The lines blur when you look at where and how most OW divers dive. They typically dive off of boats, usually run by a PADI Dive Center, always babysat by a PADI Dive Master *which is a bloody joke btw, their decision to make DM the lowest of the professional certs is idiotic, NAUI has it right with AI then DM where at least with AI first you are under an instructor the whole time, but that's another discussion*, and then they come back. They might do this for maybe 2-4 dives/year, hardly a qualified diver. If that is the situation then the "guidelines" now becomes hard and fast rules because the dive centers can't afford a lawsuit.

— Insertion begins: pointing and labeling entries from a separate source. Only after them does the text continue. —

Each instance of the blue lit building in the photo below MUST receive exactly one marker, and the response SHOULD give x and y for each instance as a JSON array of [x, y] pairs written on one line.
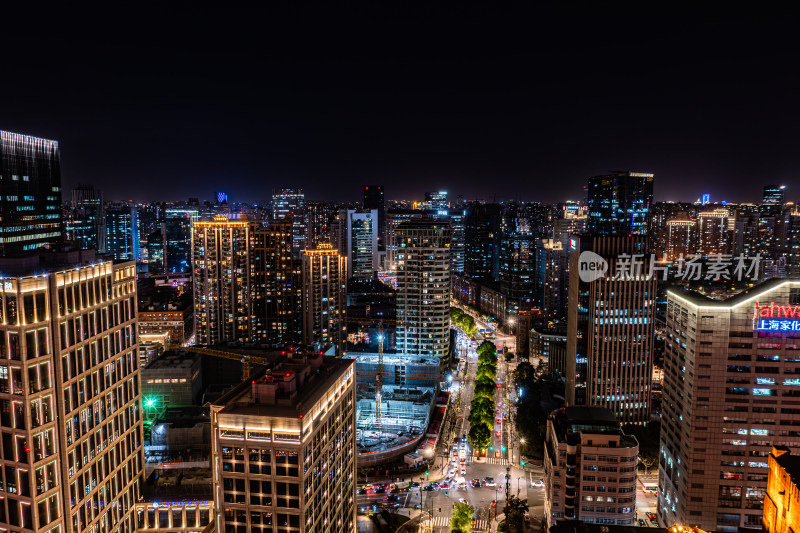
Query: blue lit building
[[619, 203], [30, 193], [122, 232]]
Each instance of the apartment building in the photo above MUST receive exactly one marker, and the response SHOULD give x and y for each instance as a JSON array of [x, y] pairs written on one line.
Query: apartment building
[[70, 403], [590, 468], [284, 449]]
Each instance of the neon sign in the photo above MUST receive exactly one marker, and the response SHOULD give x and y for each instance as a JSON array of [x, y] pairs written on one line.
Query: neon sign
[[778, 324], [776, 311], [771, 317]]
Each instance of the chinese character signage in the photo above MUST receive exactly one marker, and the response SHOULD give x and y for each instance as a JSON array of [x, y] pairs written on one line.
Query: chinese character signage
[[771, 317]]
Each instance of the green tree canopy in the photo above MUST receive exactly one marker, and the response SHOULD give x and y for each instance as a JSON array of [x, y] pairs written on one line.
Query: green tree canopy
[[479, 436], [461, 519]]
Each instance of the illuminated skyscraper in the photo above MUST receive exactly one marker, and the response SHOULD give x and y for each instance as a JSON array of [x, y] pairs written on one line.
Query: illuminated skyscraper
[[324, 296], [482, 242], [122, 230], [774, 195], [680, 239], [30, 188], [291, 203], [619, 203], [731, 392], [86, 224], [229, 292], [355, 233], [610, 329], [423, 288], [714, 232], [72, 456], [284, 449], [374, 199]]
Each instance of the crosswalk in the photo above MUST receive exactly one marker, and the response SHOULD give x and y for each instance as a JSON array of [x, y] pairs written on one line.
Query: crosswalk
[[444, 521]]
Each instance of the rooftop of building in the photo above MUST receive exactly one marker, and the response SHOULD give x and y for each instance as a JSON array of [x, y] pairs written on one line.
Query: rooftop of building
[[49, 260], [286, 388], [173, 359], [370, 357], [575, 420], [579, 526], [745, 295]]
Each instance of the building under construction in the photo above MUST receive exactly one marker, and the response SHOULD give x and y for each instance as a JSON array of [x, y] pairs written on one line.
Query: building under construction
[[407, 399]]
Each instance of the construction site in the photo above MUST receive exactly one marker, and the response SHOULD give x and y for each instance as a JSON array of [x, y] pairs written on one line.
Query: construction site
[[394, 407]]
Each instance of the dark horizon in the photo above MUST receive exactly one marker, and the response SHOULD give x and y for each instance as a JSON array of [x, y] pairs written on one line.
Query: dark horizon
[[513, 103]]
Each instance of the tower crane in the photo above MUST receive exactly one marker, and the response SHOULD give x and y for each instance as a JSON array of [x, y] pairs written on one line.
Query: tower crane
[[246, 360], [379, 376]]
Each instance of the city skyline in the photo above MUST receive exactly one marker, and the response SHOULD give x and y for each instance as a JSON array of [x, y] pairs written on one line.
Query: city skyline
[[521, 103]]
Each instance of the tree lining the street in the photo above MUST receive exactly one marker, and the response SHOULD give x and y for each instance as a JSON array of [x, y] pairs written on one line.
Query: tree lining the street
[[514, 521], [463, 321], [461, 518]]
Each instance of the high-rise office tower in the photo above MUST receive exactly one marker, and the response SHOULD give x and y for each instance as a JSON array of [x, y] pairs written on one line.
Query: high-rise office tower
[[680, 239], [589, 468], [324, 296], [229, 267], [355, 233], [620, 202], [282, 285], [731, 391], [394, 218], [774, 195], [517, 261], [284, 449], [318, 218], [436, 200], [87, 221], [291, 203], [70, 407], [551, 258], [177, 230], [374, 199], [714, 232], [30, 186], [122, 230], [610, 328], [482, 242], [423, 288]]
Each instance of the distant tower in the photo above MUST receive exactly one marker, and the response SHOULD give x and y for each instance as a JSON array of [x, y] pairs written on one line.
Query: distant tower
[[227, 293], [324, 300], [291, 203], [774, 195], [374, 199], [423, 288], [30, 187]]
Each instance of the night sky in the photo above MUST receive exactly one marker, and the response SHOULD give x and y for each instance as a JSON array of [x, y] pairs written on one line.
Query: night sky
[[488, 102]]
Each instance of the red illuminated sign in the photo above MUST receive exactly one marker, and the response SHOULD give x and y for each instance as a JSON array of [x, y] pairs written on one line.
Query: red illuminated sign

If those divers now start doing shore dives, quarries, own their own boat etc then they are diving under the original intent of the certification and are now diving without supervision, problem here is most of the divers aren't doing that and you run into the OP's situations where she did not have the proper training to fully understand the concepts of how and why these rules came to be. Her instructor told her 500psi, do you really think her instructor knows and understands why 500psi is a guideline? If he did, don't you think he would have said, at 18m deep, using an AL80, a good approximation is 500psi, but that does not hold true for all situations and we should sit and discuss how that number came to be? How can a certified diver not figure out what 500psi means and translate that into how long it should last? That is a MAJOR problem, 100% a life threatening problem if you don't understand how to do that. She was told that 500psi is approximately 15 minutes, what happens if a diver treats that as gospel, is diving an AL63 where they now have 20% less gas than they thought. Now that 15 minutes becomes 12 minutes but "oh I had 500 psi, so it must be 15 minutes". That lack of thinking has caused near fatalities on multiple occasions and will continue to do so because that is not the sign of a certified diver, that diver should have gotten the "scuba diver" cert where they are restricted to diving with a professional because they are not safe to dive on their own. Whether there have been fatalities due to it or not, the cold hard fact is that if you don't understand the concepts of how to safely execute a dive with proper gas planning you shouldn't be diving unsupervised. PADI can't afford to take that approach because they would lose their 40% market share or whatever ridiculous number they have and they would have lowered profits due to less divers taking the course, which then cuts into their enormous and excessive dive shop networks profits and the industry giant collapses. They'd end up like GUE where despite the fact that they put out vastly superior divers, almost no one who isn't already certified or who knows a technical diver has ever heard of them. Hell, most shops have no idea what GUE is. I'm not a GUE diver, and don't agree with a lot of what they do/say but you can't argue with the fact that their divers are leaps and bounds ahead of any PADI OW diver coming right out of class.